# Classifying Iris Species

In [None]:
from preamble import *

In [4]:
from sklearn.datasets import load_iris
iris_dataset = load_iris()

### Investigate Dataset

In [5]:
print(f"Keys of the iris_dataset: \n{iris_dataset.keys()}")

Keys of the iris_dataset: 
dict_keys(['data', 'target', 'frame', 'target_names', 'DESCR', 'feature_names', 'filename', 'data_module'])


In [6]:
print(iris_dataset['DESCR'][:500] + "\n...")

.. _iris_dataset:

Iris plants dataset
--------------------

**Data Set Characteristics:**

    :Number of Instances: 150 (50 in each of three classes)
    :Number of Attributes: 4 numeric, predictive attributes and the class
    :Attribute Information:
        - sepal length in cm
        - sepal width in cm
        - petal length in cm
        - petal width in cm
        - class:
                - Iris-Setosa
                - Iris-Versicolour
                - Iris-Virginica
                

...


In [7]:
print(f"Target names: {iris_dataset['target_names']}")

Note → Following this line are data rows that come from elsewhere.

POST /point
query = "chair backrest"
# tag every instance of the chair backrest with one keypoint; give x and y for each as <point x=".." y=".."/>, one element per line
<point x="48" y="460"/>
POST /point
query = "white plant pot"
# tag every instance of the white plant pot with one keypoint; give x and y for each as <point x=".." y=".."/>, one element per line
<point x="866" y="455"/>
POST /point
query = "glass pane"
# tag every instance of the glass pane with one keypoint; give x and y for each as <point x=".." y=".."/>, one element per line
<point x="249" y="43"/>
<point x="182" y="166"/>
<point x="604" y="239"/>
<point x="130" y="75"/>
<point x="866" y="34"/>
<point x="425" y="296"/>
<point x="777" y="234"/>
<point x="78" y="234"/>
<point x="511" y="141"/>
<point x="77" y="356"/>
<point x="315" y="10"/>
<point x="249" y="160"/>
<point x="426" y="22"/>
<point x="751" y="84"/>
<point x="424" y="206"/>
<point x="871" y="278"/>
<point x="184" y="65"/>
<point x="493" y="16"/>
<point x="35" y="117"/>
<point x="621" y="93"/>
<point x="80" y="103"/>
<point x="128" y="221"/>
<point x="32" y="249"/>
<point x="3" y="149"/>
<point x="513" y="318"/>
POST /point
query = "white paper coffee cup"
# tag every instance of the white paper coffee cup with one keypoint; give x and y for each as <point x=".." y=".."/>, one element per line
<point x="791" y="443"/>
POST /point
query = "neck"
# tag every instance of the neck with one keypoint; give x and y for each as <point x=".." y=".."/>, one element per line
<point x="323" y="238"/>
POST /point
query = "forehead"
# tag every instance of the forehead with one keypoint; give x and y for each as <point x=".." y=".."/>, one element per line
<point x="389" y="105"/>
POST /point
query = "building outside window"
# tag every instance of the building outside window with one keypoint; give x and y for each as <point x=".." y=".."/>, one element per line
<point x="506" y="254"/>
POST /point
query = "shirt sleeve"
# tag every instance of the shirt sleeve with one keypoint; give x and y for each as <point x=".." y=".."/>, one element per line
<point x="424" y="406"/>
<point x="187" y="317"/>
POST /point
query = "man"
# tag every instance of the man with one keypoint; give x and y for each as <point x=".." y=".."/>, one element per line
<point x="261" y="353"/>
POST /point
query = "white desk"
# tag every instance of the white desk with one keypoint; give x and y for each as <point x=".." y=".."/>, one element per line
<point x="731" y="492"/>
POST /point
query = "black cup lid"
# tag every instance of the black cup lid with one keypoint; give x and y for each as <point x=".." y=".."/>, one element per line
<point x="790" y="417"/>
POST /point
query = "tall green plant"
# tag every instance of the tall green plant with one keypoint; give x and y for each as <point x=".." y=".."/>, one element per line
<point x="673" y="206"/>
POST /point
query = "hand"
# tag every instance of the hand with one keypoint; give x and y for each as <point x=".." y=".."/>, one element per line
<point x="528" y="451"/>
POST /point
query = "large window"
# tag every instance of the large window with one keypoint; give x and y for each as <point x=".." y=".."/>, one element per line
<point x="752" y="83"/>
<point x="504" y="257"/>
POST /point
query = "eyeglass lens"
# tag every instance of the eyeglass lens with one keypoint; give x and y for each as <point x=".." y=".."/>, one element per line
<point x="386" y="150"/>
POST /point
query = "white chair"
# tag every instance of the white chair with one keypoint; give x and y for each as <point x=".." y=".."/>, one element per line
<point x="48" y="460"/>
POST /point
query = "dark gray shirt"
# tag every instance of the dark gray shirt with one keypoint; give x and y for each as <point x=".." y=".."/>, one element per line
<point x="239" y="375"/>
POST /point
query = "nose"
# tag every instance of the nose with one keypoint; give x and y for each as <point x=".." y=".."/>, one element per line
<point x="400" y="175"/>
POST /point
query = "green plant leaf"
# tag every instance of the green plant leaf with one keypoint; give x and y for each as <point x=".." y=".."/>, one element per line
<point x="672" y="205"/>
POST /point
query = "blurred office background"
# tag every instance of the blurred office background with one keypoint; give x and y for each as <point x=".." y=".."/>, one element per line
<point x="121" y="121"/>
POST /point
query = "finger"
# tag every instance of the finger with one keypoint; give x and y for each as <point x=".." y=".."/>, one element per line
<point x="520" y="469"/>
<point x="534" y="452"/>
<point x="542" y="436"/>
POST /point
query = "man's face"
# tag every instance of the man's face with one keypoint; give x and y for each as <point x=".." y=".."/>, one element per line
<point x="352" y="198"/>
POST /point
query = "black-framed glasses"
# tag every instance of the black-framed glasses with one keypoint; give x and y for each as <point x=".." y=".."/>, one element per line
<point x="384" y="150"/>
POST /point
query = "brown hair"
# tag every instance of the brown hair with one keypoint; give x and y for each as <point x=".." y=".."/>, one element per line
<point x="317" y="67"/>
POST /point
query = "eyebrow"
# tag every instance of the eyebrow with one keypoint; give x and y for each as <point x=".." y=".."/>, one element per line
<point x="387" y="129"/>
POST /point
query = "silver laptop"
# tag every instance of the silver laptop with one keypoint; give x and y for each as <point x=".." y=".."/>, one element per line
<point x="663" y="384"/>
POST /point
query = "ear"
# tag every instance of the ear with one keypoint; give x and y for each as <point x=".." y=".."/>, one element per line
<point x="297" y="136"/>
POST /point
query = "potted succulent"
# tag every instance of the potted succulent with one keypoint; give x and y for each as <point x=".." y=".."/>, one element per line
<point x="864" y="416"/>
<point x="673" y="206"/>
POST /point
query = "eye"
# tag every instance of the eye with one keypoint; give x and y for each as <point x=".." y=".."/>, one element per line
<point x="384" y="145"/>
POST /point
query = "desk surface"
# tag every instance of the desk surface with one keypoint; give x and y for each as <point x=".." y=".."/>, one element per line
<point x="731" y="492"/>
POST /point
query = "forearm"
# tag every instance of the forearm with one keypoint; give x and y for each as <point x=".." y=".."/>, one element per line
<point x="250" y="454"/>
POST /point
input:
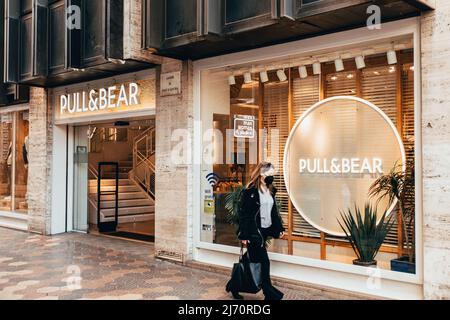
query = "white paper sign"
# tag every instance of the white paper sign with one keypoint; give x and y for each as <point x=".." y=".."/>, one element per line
<point x="170" y="84"/>
<point x="244" y="126"/>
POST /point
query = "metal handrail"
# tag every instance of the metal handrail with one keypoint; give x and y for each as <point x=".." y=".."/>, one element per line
<point x="142" y="160"/>
<point x="93" y="171"/>
<point x="107" y="226"/>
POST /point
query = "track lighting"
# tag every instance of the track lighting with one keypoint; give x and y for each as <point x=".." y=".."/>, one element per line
<point x="339" y="64"/>
<point x="281" y="75"/>
<point x="247" y="78"/>
<point x="360" y="63"/>
<point x="303" y="72"/>
<point x="263" y="76"/>
<point x="392" y="57"/>
<point x="232" y="80"/>
<point x="317" y="68"/>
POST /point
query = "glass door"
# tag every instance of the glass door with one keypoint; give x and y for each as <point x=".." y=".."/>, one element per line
<point x="81" y="181"/>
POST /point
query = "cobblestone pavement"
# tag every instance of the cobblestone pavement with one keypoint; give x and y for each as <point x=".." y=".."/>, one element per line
<point x="77" y="266"/>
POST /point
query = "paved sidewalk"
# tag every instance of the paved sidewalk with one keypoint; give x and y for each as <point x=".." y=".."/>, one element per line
<point x="77" y="266"/>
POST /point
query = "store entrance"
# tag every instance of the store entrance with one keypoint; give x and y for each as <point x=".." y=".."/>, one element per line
<point x="115" y="168"/>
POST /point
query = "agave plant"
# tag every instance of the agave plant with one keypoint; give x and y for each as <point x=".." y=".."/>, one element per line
<point x="399" y="185"/>
<point x="364" y="233"/>
<point x="232" y="201"/>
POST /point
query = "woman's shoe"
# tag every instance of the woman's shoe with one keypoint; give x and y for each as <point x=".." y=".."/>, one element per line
<point x="237" y="296"/>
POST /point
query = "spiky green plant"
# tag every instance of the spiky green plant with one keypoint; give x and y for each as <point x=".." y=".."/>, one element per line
<point x="364" y="233"/>
<point x="232" y="201"/>
<point x="399" y="185"/>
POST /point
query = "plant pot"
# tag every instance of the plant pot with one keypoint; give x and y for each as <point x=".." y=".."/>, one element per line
<point x="403" y="265"/>
<point x="357" y="262"/>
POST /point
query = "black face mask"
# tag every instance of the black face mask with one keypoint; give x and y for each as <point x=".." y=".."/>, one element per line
<point x="269" y="180"/>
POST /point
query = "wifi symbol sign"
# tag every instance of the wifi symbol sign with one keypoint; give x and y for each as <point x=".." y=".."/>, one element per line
<point x="213" y="179"/>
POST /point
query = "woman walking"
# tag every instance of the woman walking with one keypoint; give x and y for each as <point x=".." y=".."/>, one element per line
<point x="258" y="220"/>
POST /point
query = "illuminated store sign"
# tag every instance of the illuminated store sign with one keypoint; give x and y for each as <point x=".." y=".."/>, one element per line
<point x="104" y="98"/>
<point x="334" y="153"/>
<point x="341" y="166"/>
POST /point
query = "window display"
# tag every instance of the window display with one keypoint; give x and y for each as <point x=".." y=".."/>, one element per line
<point x="14" y="165"/>
<point x="248" y="113"/>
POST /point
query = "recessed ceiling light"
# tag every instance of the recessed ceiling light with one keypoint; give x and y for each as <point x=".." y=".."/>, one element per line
<point x="281" y="75"/>
<point x="339" y="64"/>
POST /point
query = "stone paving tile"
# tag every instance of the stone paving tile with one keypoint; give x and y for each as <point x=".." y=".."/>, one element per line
<point x="78" y="266"/>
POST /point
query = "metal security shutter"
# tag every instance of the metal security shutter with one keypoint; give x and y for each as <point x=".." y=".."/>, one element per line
<point x="276" y="117"/>
<point x="305" y="93"/>
<point x="379" y="86"/>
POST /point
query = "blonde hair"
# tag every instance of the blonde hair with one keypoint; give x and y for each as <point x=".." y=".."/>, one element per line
<point x="256" y="179"/>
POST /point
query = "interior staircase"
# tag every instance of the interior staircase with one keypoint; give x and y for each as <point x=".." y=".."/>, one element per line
<point x="136" y="198"/>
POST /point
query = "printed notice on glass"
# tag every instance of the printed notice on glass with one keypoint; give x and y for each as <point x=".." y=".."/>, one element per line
<point x="244" y="126"/>
<point x="170" y="84"/>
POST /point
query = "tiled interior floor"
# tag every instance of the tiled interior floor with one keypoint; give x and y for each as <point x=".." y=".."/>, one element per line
<point x="79" y="266"/>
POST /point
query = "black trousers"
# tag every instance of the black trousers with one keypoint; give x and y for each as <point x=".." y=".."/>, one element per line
<point x="258" y="254"/>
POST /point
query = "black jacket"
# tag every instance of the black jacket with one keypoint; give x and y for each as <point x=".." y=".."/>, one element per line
<point x="250" y="218"/>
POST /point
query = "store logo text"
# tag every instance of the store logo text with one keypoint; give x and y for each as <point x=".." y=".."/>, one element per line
<point x="341" y="166"/>
<point x="105" y="98"/>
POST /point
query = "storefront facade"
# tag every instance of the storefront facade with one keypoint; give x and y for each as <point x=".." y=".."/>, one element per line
<point x="362" y="100"/>
<point x="251" y="85"/>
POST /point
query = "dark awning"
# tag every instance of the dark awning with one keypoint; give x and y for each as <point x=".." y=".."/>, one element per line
<point x="288" y="20"/>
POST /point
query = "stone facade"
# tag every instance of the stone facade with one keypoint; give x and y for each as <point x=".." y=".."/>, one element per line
<point x="436" y="150"/>
<point x="40" y="152"/>
<point x="173" y="218"/>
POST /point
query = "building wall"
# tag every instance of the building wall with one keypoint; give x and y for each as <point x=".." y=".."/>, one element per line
<point x="40" y="141"/>
<point x="133" y="22"/>
<point x="173" y="216"/>
<point x="436" y="150"/>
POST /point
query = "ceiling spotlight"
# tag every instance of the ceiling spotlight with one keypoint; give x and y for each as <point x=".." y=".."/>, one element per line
<point x="339" y="64"/>
<point x="392" y="57"/>
<point x="317" y="68"/>
<point x="263" y="76"/>
<point x="303" y="72"/>
<point x="360" y="63"/>
<point x="281" y="75"/>
<point x="232" y="80"/>
<point x="247" y="78"/>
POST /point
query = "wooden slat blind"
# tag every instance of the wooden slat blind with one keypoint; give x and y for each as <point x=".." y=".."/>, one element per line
<point x="305" y="93"/>
<point x="375" y="84"/>
<point x="379" y="86"/>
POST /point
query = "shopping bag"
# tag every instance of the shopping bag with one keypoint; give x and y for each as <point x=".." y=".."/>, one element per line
<point x="246" y="275"/>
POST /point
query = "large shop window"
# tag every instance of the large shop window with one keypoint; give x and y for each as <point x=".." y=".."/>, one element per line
<point x="248" y="113"/>
<point x="14" y="162"/>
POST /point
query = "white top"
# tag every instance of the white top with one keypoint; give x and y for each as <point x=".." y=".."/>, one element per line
<point x="266" y="201"/>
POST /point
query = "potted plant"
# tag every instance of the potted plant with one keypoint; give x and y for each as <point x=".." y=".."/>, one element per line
<point x="364" y="233"/>
<point x="399" y="185"/>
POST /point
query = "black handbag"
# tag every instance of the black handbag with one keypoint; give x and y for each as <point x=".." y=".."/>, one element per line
<point x="246" y="275"/>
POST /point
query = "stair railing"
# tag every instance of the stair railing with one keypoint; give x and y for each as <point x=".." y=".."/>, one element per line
<point x="143" y="167"/>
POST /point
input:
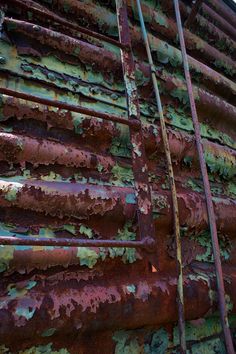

Target names: ['setosa' 'versicolor' 'virginica']


In [8]:
print(f"Feature names: {iris_dataset['feature_names']}")

Feature names: ['sepal length (cm)', 'sepal width (cm)', 'petal length (cm)', 'petal width (cm)']


In [9]:
print(f"Type of data: {type(iris_dataset['data'])}")

Type of data: <class 'numpy.ndarray'>


In [10]:
print(f"Shape of data: {iris_dataset['data'].shape}")

Shape of data: (150, 4)


The array contains measurements for 150 different flowers. Individual items are called *samples* in machine learning, while their properties are called *features*. The *shape* of the data is the number of samples multiplied by the number of features.

In [11]:
print(f"First five columns of data: \n {iris_dataset['data'][:5]}")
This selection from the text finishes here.